Skip to content

OCR4all-libraries – Introduction

Motivation and General Idea

  • Availability of Solutions: Numerous high-performance open-source solutions for ATR are already available, with new releases emerging continuously.
  • Diverse Use Cases: The highly heterogeneous nature of use cases necessitates the targeted deployment of specialized ATR solutions.
  • Requirement: There is a need for user-friendly frameworks that facilitate the flexible, integrable, and sustainable combination and application of both existing and future ATR solutions.
  • Objective: Our goal is to empower users to perform ATR independently, achieving high-quality results.
  • Foundation: This framework is built upon freely available tools, enhanced by our in-house developments.

OCR-D and OCR4all

  • OCR-D Initiative: The DFG-funded OCR-D initiative is dedicated to facilitating the mass full-text transformation of historical prints published in the German-speaking world.
  • Focus Areas: OCR-D emphasizes interoperability and connectivity, ensuring a high degree of flexibility and sustainability in its solutions.
  • Integrated Solutions: The initiative combines multiple ATR solutions within a unified framework, enabling precise adaptation to specific materials and use cases.
  • Open Source Commitment: All results from the OCR-D project are released as completely open-source.
  • OCR4all-Libraries Project: The DFG-funded OCR4all-libraries project has two primary goals:
    • Providing a user-friendly interface for OCR-D solutions via OCR4all, enabling independent use by non-technical users.
    • Enhancing the ATR output within OCR4all to offer added value to even the most technically experienced users.

System Architecture

  • Modularity and Interoperability: The framework is designed with a strong focus on modularity and interoperability, ensuring seamless integration and adaptability.
  • Distributed Infrastructure: The architecture features a distributed infrastructure, with a clear separation between the backend and frontend components.
    • Backend: Built with Java and Spring Boot.
    • Frontend: Developed using the Vue.js ecosystem.
  • Component Communication: Components communicate via a REST API, enabling efficient interaction between different parts of the system.
  • Integration of Third-Party Solutions: Service Provider Interfaces (SPIs) allow for the integration of third-party solutions, such as ATR processors.
  • Containerized Setup: The containerized architecture ensures easy distribution and deployment of all integrated components with minimal barriers.
  • Data Sovereignty: Users retain full control over their data, with no data leaving the instance without explicit user or administrator consent.
  • Reproducibility: Every step in the process is fully reproducible.

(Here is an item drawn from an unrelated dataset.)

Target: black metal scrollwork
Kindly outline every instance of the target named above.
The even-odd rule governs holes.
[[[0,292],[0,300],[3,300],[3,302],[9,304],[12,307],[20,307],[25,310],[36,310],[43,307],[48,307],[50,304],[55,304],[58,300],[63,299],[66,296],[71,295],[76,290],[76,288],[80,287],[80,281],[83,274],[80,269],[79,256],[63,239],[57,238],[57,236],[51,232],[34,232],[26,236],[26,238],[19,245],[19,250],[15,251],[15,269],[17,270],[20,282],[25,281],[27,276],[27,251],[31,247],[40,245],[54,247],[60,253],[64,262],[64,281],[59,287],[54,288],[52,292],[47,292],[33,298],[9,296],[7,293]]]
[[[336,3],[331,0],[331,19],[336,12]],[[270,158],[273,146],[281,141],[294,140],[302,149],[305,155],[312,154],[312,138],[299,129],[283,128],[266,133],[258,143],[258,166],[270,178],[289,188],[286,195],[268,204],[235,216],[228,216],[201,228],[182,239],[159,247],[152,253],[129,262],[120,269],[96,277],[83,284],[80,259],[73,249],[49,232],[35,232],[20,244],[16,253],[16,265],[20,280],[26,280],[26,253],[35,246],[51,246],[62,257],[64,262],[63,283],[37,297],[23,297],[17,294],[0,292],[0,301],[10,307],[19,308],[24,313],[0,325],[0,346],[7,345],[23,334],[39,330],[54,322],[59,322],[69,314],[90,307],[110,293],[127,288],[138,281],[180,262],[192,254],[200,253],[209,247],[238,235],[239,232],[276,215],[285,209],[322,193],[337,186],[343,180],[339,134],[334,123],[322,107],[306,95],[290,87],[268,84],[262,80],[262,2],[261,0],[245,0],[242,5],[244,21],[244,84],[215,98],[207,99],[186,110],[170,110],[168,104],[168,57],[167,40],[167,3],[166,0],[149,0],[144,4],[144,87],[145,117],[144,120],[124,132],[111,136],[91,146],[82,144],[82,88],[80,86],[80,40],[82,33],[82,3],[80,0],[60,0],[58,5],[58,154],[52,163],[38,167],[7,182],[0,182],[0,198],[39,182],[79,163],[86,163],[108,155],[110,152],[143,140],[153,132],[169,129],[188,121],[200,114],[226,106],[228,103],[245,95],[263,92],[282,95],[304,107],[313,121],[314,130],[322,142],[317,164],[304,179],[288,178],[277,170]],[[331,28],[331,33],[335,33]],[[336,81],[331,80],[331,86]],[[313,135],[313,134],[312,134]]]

A "transcript of records" feature stores detailed information about the processors and parameters used, ensuring transparency and repeatability.

Modules

Data Management and Processing

  • Separation of Functions: Data management and processing are strictly separated to ensure efficient handling and security.
  • Data Sharing: Data can be shared with different users or user groups as needed.

Processors and NodeFlow

  • Wide Array of Processors: A diverse range of ATR processors is available, including OCR-D and external options.
  • Ease of Integration: New processors can be easily implemented via a well-defined interface, with the user interface generated automatically.
  • NodeFlow: The graphical editor NodeFlow simplifies the creation of workflows, making it convenient for users to design and customize processing sequences.

LAREX

  • Result Correction and Training Data Creation: LAREX allows for the correction of all ATR workflow results and the creation of training data.
  • Visual Workflow Identification: LAREX helps users identify the most suitable workflows as a visual explanation component.

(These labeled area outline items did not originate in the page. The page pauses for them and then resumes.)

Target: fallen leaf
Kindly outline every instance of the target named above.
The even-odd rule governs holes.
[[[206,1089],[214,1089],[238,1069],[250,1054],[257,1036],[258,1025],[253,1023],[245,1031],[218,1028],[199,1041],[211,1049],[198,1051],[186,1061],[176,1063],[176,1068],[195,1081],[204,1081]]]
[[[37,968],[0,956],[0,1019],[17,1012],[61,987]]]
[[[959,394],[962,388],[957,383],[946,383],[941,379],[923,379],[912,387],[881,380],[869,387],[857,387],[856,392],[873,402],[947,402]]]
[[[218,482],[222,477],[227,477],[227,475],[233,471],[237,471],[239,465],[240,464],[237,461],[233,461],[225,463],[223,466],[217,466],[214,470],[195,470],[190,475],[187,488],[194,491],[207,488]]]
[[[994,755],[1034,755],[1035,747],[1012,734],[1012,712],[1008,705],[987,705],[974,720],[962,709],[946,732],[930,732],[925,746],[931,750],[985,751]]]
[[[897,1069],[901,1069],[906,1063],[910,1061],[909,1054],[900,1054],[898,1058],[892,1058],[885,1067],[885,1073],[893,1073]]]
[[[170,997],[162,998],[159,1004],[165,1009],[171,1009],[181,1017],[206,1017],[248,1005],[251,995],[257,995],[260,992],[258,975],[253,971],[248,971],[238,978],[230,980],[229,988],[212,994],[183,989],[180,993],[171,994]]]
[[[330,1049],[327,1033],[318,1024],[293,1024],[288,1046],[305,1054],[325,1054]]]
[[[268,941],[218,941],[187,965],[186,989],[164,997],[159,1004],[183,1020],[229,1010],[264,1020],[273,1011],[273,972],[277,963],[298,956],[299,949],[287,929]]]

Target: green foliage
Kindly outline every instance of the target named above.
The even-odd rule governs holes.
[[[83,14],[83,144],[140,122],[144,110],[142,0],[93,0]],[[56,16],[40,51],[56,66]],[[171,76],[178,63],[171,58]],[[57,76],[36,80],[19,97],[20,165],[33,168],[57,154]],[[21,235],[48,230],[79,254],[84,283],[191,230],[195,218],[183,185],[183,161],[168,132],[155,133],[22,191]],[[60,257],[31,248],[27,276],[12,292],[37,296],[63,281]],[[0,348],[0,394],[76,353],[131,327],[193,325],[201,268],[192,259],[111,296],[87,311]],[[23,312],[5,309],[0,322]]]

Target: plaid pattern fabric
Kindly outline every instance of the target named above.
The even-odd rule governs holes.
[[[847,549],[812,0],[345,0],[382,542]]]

Datasets, Training, and Evaluation

  • Dataset Creation: Datasets can be created with the option to use tagging and import functionalities.
  • Dataset Enrichment: Datasets can be enriched with training data generated and tagged within the application, even across various projects and sources.
  • Model Training: Train models on selected datasets or subsets thereof, with options for in-app usage or exporting both models and associated training data.
  • Model Evaluation: Evaluate both trained and imported models using curated datasets to ensure quality and accuracy.

Working with OCR4all-libraries

Example Use Cases and Application Scenarios

Fully Automatic Mass Full-Text Digitalization

  • Objective: Maximize throughput with minimal manual effort.
  • Users: Libraries and archives processing large volumes of scanned materials.
  • Approach: Use the pro mode (NodeFlow, LAREX, and datasets) to identify the most suitable workflow.

Flawless Transcription of Source Material

  • Objective: Achieve maximum quality, accepting significant manual effort.
  • Users: Humanist researchers preparing text for a digital edition.
  • Approach: Utilize the base mode for iterative transcription with continually improving accuracy.

Building Corpora for Quantitative Applications

  • Objective: Maximize quality while minimizing manual effort.
  • Users: Researchers constructing corpora for training and evaluating quantitative methods.
  • Approach: Manage data and consistently retrain source-specific or mixed models using datasets and tagging functionalities.